Also toying with another procedurally generated  "Regions" with the dungeon area to help determine themes and entities.

...and looks like I better give 'em a map.  Gotta have that map.

 But I'm only on the first one as a complete plug-in with nice comments and in any presentably modular and optimized form. And I may start that one over.

Making a book like this is a lot like trying to make a game, in a way this is both,so I have to cull my ideas early and often if I want to get something complete and together.  The readers should have the concepts they need to get started and should be able to use my modules and procedures and make a successful 7drl.

7 Day Rogue Like



That's a decent goal I think.

But I don't want to promise more than I can deliver.  Right now I think it would be a swell book if it were only a guide to a basic game with procedural dungeons, saving with permadeath, items, basic enemies and inventory and some method of attack / health... with only real time shooting mechanics or something.   We'll see where this goes.







Tuesday, April 11, 2017

RogueLike Radio changed my mind about something in my "Let's Make a Roguelike" book!

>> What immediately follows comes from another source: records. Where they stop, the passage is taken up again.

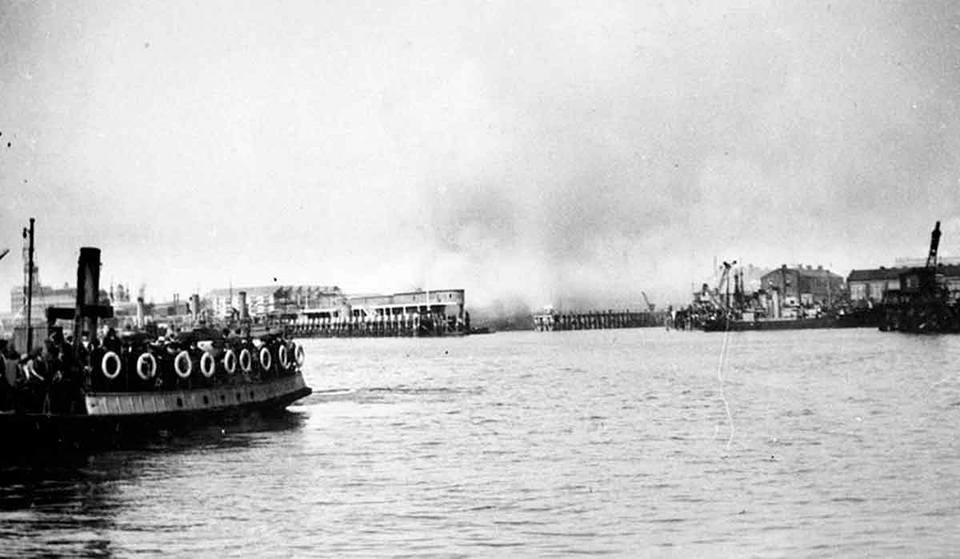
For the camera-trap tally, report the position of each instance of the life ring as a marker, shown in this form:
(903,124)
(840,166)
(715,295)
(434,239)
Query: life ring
(265,358)
(151,366)
(104,365)
(208,365)
(183,371)
(246,361)
(229,361)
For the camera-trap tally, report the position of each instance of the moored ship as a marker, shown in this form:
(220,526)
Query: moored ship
(75,388)
(926,302)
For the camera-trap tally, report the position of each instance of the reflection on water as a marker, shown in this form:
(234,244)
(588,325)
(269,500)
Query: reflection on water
(597,442)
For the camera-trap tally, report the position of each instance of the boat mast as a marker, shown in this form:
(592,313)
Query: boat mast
(30,287)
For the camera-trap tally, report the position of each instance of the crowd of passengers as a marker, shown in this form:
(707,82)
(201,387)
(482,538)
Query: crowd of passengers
(55,375)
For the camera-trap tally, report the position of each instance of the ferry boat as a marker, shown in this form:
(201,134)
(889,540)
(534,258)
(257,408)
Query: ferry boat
(87,391)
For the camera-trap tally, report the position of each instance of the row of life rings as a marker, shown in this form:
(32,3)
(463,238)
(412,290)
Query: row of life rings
(111,366)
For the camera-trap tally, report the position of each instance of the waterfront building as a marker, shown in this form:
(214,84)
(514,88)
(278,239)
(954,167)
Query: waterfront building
(869,286)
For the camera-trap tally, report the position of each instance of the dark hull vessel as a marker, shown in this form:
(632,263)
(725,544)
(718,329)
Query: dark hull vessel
(924,302)
(857,319)
(112,418)
(91,393)
(721,325)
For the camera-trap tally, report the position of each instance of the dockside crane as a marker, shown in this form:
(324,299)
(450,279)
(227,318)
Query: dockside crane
(934,246)
(650,306)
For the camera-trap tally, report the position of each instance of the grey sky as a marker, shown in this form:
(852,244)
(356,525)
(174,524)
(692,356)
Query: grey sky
(540,149)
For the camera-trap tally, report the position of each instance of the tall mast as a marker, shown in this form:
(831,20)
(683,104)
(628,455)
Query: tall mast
(30,288)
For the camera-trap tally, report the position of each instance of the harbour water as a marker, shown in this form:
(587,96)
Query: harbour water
(837,443)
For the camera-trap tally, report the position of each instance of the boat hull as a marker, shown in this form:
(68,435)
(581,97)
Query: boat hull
(116,417)
(790,324)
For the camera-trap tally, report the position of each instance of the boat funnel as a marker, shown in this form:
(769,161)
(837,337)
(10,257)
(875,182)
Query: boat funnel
(88,291)
(244,313)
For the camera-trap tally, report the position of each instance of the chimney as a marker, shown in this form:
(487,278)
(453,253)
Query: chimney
(244,314)
(195,306)
(88,291)
(139,312)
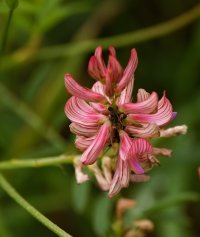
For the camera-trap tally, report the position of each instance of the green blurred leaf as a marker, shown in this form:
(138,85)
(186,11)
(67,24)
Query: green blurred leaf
(102,215)
(12,4)
(80,195)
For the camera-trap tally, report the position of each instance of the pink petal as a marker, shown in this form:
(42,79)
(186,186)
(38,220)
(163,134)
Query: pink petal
(147,130)
(126,94)
(83,130)
(112,51)
(137,178)
(128,72)
(99,88)
(81,92)
(79,111)
(145,107)
(121,177)
(101,108)
(134,161)
(161,117)
(140,147)
(162,151)
(82,143)
(142,95)
(90,155)
(96,66)
(114,73)
(125,145)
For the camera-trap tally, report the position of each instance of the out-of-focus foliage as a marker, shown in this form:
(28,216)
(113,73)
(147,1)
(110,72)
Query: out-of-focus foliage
(33,124)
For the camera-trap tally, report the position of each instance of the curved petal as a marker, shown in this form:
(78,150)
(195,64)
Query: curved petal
(99,88)
(96,67)
(147,130)
(113,75)
(90,155)
(145,107)
(162,151)
(121,177)
(161,117)
(140,147)
(126,94)
(81,92)
(142,95)
(125,145)
(82,143)
(134,162)
(129,71)
(112,51)
(79,111)
(83,130)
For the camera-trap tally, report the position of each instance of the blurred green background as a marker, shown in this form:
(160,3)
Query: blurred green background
(40,50)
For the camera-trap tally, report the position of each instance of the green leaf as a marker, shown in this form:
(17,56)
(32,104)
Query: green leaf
(102,215)
(12,4)
(80,196)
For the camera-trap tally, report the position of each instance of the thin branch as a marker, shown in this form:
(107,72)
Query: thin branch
(8,188)
(36,163)
(122,40)
(171,202)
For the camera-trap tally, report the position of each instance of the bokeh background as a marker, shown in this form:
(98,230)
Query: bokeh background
(40,50)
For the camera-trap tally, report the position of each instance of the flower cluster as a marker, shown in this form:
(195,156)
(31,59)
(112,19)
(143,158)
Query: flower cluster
(105,115)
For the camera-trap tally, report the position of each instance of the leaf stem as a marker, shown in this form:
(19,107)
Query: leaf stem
(36,163)
(8,188)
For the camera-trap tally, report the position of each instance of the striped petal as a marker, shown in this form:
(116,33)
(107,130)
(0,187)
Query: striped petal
(161,117)
(128,72)
(125,145)
(142,95)
(140,147)
(83,130)
(120,178)
(113,75)
(126,94)
(99,88)
(145,107)
(81,92)
(79,111)
(96,67)
(82,143)
(90,155)
(146,130)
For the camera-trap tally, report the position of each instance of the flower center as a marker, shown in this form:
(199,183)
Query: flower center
(117,119)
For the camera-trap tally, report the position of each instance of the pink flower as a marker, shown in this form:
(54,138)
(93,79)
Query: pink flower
(105,115)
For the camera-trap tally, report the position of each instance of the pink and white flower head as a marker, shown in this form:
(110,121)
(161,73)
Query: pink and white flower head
(106,114)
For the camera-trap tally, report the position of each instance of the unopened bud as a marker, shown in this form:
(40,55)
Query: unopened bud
(171,132)
(123,204)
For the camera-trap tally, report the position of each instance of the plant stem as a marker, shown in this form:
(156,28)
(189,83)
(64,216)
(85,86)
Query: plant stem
(36,163)
(122,40)
(170,202)
(5,34)
(7,187)
(31,118)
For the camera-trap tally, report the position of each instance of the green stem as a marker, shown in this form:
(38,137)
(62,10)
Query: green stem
(122,40)
(5,34)
(170,202)
(7,187)
(36,163)
(31,118)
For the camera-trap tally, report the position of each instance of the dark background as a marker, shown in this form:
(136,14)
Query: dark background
(32,122)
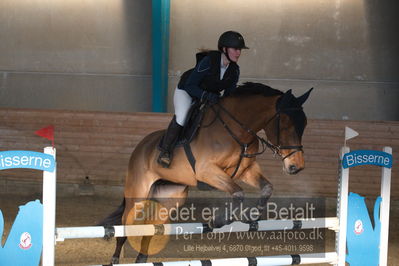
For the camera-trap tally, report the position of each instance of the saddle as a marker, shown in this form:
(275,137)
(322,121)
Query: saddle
(190,129)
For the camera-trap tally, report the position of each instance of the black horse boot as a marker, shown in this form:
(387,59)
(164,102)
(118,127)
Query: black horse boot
(168,143)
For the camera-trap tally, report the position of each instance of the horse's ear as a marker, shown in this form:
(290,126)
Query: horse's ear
(285,99)
(302,99)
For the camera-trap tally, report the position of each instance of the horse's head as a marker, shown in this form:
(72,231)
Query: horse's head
(285,128)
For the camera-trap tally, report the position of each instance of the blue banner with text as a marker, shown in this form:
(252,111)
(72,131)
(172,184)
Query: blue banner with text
(367,157)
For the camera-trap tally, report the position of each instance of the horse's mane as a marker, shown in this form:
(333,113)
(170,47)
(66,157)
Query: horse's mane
(252,88)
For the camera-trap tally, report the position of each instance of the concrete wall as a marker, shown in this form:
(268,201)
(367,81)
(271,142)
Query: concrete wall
(96,54)
(84,55)
(346,50)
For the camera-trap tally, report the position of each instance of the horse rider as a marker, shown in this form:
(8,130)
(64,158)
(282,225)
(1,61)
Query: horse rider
(215,75)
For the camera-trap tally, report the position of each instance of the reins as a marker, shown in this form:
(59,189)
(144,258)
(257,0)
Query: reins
(265,143)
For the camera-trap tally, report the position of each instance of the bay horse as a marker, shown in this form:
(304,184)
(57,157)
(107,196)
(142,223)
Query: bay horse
(225,150)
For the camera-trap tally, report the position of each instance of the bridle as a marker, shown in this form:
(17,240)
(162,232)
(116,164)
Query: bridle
(276,149)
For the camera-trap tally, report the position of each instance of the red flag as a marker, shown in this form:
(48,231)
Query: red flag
(46,132)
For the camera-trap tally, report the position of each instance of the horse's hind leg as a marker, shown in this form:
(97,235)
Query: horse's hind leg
(119,243)
(168,195)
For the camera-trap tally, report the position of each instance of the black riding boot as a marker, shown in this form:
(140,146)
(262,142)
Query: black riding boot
(168,143)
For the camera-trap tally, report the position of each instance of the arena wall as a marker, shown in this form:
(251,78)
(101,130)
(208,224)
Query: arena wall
(93,149)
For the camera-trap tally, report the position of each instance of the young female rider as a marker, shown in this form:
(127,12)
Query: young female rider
(215,74)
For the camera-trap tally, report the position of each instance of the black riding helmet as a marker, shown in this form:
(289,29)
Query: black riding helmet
(231,39)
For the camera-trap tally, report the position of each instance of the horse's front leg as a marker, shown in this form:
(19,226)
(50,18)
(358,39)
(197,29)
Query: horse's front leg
(214,176)
(253,177)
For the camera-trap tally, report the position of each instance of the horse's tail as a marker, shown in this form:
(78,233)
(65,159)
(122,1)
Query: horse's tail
(115,218)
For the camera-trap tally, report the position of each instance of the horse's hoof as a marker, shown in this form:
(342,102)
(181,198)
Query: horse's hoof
(141,258)
(164,159)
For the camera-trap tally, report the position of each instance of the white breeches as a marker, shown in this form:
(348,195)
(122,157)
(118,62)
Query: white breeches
(182,102)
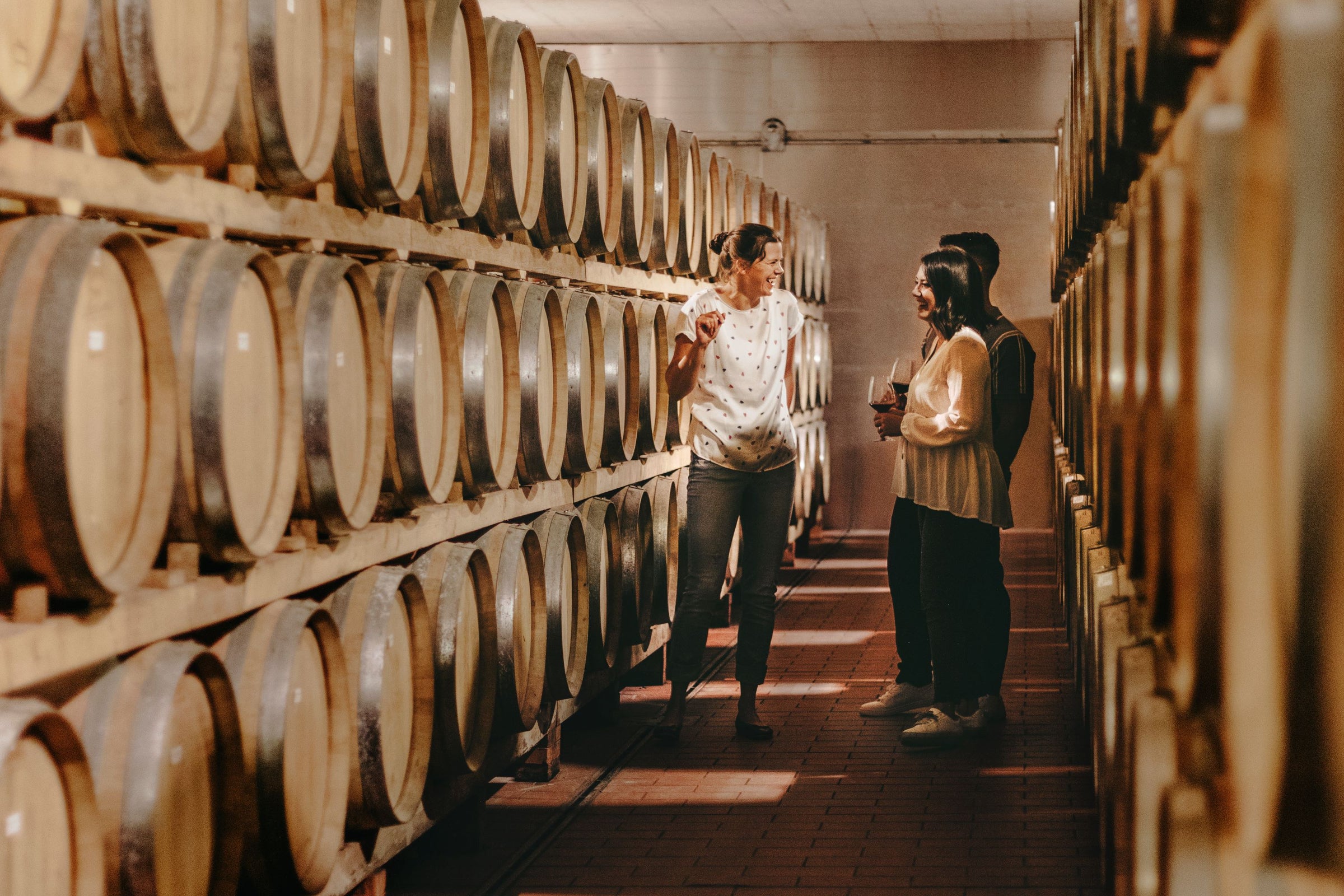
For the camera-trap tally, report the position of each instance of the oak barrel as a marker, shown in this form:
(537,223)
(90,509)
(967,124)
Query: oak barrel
(565,152)
(605,153)
(459,127)
(667,195)
(585,359)
(91,398)
(518,123)
(53,844)
(239,385)
(385,632)
(487,331)
(42,57)
(568,604)
(385,119)
(622,419)
(160,78)
(344,390)
(635,514)
(603,542)
(654,386)
(424,381)
(637,164)
(460,595)
(165,747)
(543,381)
(664,507)
(288,671)
(521,624)
(287,117)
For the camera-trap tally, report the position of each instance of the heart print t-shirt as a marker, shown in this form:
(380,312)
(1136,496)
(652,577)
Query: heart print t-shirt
(740,409)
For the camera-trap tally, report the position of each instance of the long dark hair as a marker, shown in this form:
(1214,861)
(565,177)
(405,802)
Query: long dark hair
(745,244)
(959,292)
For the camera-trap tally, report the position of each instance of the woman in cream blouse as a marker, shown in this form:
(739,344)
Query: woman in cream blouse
(949,470)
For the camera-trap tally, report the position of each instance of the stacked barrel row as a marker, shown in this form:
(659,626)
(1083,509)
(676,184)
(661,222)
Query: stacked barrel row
(259,750)
(1197,399)
(422,106)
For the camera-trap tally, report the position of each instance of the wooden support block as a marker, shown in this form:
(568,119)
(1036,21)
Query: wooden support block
(543,763)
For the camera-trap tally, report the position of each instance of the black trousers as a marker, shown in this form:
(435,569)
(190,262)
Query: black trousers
(952,609)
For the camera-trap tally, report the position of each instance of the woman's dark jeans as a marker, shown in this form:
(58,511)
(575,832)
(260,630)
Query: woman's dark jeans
(717,499)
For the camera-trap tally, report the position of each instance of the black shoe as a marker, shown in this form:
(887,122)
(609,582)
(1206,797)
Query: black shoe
(752,731)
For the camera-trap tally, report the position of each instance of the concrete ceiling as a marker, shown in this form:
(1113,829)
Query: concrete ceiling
(787,21)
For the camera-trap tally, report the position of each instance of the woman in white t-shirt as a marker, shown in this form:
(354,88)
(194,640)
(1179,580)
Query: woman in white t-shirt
(734,359)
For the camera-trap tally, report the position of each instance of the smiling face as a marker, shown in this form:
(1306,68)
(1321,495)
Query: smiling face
(924,296)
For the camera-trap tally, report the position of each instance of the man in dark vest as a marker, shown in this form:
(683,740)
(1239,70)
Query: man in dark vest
(1011,381)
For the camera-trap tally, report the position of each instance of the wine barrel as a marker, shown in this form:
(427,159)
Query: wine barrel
(160,80)
(518,123)
(543,381)
(565,152)
(622,419)
(637,166)
(459,125)
(635,514)
(165,747)
(585,359)
(667,195)
(53,844)
(290,96)
(385,632)
(460,597)
(424,381)
(603,543)
(288,672)
(487,331)
(667,547)
(344,390)
(44,55)
(691,244)
(240,379)
(568,602)
(518,568)
(91,393)
(654,385)
(605,157)
(385,124)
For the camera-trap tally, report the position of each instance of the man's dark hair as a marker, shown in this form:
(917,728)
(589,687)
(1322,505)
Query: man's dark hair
(979,246)
(958,291)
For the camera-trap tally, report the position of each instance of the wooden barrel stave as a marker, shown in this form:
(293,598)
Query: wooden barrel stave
(239,381)
(287,119)
(288,671)
(424,381)
(344,390)
(521,624)
(54,837)
(460,595)
(385,122)
(487,329)
(165,746)
(458,125)
(585,356)
(384,622)
(81,302)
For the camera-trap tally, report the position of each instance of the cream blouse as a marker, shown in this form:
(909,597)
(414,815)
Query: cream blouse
(948,461)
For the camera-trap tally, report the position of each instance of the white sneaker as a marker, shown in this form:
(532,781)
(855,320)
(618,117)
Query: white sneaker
(898,699)
(993,708)
(932,730)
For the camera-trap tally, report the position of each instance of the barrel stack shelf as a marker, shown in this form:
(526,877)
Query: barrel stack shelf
(1198,282)
(337,456)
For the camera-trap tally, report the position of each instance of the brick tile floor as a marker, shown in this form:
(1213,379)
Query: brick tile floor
(834,806)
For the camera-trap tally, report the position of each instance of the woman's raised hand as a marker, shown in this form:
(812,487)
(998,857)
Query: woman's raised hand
(707,327)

Roguelike Radio Changed My Mind (and I'm only on the first year)


Still working on my how-to book, Let's Make a Roguelike with Construct 2

Here's an excerpt from my initial draft


...And here's a link to the Roguelike Radio podcast.

http://www.roguelikeradio.com/p/about.html

Apart from consuming everything I can about modern game design and programming patterns, particularly procedural generation, I wanted to uncover more of the mystery about what makes something a good Roguelike and gives players that "Roguelike" feeling.

So I decided to listen to EVERY episode of Roguelike Radio.

I have been immersed in books on game design, level design and the history of video games as well as every GDC or PAX talk on anything to do with Roguelikes I can find... and my favorite resource so far is the Roguelike Radio podcast.

I'm only on episode 18 now and just catching up with 2012.  The podcast is fantastic and even after the first season I'm beginning to unravel the mystery.

The podcast generally 2 or 3 talkers, Darren Grey, Andrew Doull, John Harris, with a special guest developers like Daniel Jacobsen, Nicholas Vining and David Baumgart of Dungeons of Dredmore, or Edmund McMillen of The Binding of Isaac.  They've even had the original creators of Rogue,  Michael Toy and Glenn Wichman.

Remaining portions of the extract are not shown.